Friday, 24 January 2014

Celtic Cask - Sé - Review

On Wednesday past I was lucky enough to be involved in a very exclusive little "Tweet Tasting" which was kindly hosted by The Celtic Whiskey Club of Dublin, Ireland.  The online tasting was highlighting the launch of the latest addition to their Celtic Cask range - Celtic Cask Sé.

Last Saturday I posted a blog update to give you all some background regarding the story behind this whiskey along with some insight into the Celtic Whiskey Club itself and The Celtic Whiskey Shop which is also based in Dublin, Ireland.  In case you missed the post you can find it by simply clicking here.

As for the the whiskey I think it's only fair that I recap what Celtic Cask Sé actually is.  It's a 22 year old, single malt whiskey that was born in September 1991 and bottled in November 2013.  It has been double distilled and is from from an unnamed distillery that normally practices triple distillation.  The cask, number 1916, came to the company courtesy of the Teeling Whiskey Company and has been finished, for about 4 months, in one of their Anima Negra wine casks.  It has been bottled at 46% ABV and another interesting note is that the initial spirit was distilled from crystal malt, which is more commonly used in brewing to add colour and body to ales.  It is retailing for €195 and can only be bought at the Celtic Whiskey Shop either in store or online.

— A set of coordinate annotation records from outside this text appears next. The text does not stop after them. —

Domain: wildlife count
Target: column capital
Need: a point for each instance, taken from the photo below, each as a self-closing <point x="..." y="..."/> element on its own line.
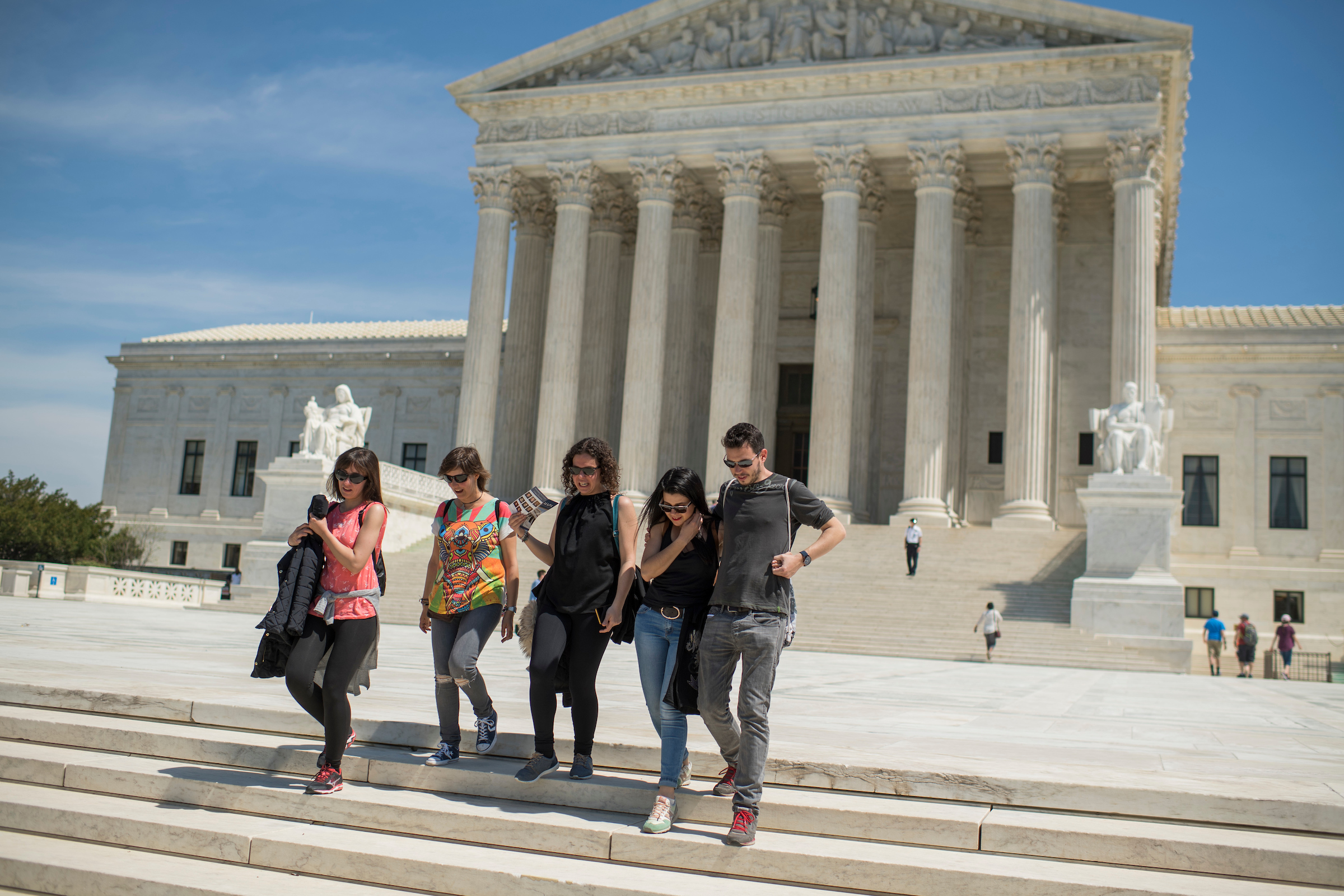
<point x="609" y="204"/>
<point x="494" y="187"/>
<point x="776" y="199"/>
<point x="741" y="172"/>
<point x="1135" y="155"/>
<point x="936" y="163"/>
<point x="1035" y="159"/>
<point x="841" y="169"/>
<point x="872" y="198"/>
<point x="572" y="182"/>
<point x="655" y="178"/>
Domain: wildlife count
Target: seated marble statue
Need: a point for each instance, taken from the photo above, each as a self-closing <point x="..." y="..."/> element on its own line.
<point x="1131" y="433"/>
<point x="750" y="39"/>
<point x="917" y="36"/>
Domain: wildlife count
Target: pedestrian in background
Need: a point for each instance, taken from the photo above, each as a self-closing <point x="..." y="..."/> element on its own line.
<point x="992" y="621"/>
<point x="1214" y="631"/>
<point x="914" y="538"/>
<point x="1287" y="637"/>
<point x="1247" y="641"/>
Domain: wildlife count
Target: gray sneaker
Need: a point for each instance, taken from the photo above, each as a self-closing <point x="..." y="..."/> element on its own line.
<point x="535" y="767"/>
<point x="582" y="767"/>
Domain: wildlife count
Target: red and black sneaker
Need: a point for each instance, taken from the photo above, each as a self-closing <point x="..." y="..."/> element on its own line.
<point x="744" y="829"/>
<point x="350" y="742"/>
<point x="326" y="782"/>
<point x="725" y="786"/>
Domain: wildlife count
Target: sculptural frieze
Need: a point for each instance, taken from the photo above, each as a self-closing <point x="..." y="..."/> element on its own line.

Now, during the last update I gave my opinion as to where, I felt, the whiskey had originated from.  Although the Celtic Whiskey Shop has stated that it is from an unnamed distillery they have given away some clues by stating that the distillery normally practices triple distillation and that crystal malt was used in the making of this whiskey.  These clues led me to believe that the whiskey was in fact from Bushmills, and now, after sampling the Bushmills 12yr and 16yr, either side of the Celtic Cask Sé I am in no doubt.  The similarities are there for all to see in style and taste.  The main differences are obviously the red wine finish and the fact that Celtic Cask Sé has been presented at 46%, with presumably no colour added and no chill filtration.  I also have an opinion on the double distillation as opposed to the triple but I shall leave that for my review of the Bushmills 12yr, which shall be coming up soon.

Onto the tasting notes for Celtic Cask Sé -

Nose - The first hit is that of undiluted blackcurrant juice such as Ribena, fresh banana, ripe oranges, light spices and a very light menthol note.  An underlying nuttiness runs throughout and with time more tropical notes came through including fresh pineapple.  The red wine finish, whilst present, did not take away form the overall fruitiness of the spirit and the nose showcased this through great fruity complexity.  With water the experience became more citrus with more orange and now some lemon.  Beautifully, rich malt also made an appearance.

Palate -  JUICY, JUICY, JUICY!!!  Big red fruit arrival.  This is accompanied by sweet malt and warming spice in the form of clove.  Whilst the spice was warm it was not the slightest bit harsh.  Stewed apples and oranges with a touch more menthol.  Red fruit continues with more blackcurrant and maybe raspberry.  With water the spice is toned down and the red fruit is amplified.  I also noted a continued sweetness throughout the palate towards the finish.

Finish - Medium to long with clove spice and a lasting taste of more rich, juicy red fruit.

Overall - This is without doubt one of the most fruit laden whiskies I have ever had the pleasure of sampling.  Not as heavy as a sherried malt but fresher and juicier.  At €195 you will certainly have to save up a few pennies to get your hands on this whiskey but I'll put it in another light which might influence your decision.

For me this whiskey is not a million miles away from the Bushmills 21yr which can retail anywhere between £120 - £140, depending where you shop.  Translated this is roughly €145 - €170.  When you consider that the Bushmills 21yr is bottled at 40% and chill filtered with maybe some caramel added I think I'd rather spend that little bit extra and snap up a bottle of the Celtic Cask Sé which has been presented in a far better light and is also a 22yr old single cask.

Fantastic stuff.

Well that's all for this update.  Like I said I shall be back soon with not only a review of the Bushmills 12yr but also an insight into an aspect of the Belfast whiskey scene, namely the retailers.

Lastly I would like to, once again, thank the Celtic Whiskey Club for the sample and also for hosting the tweet tasting.  Hopefully there will be many more highlights throughout the year.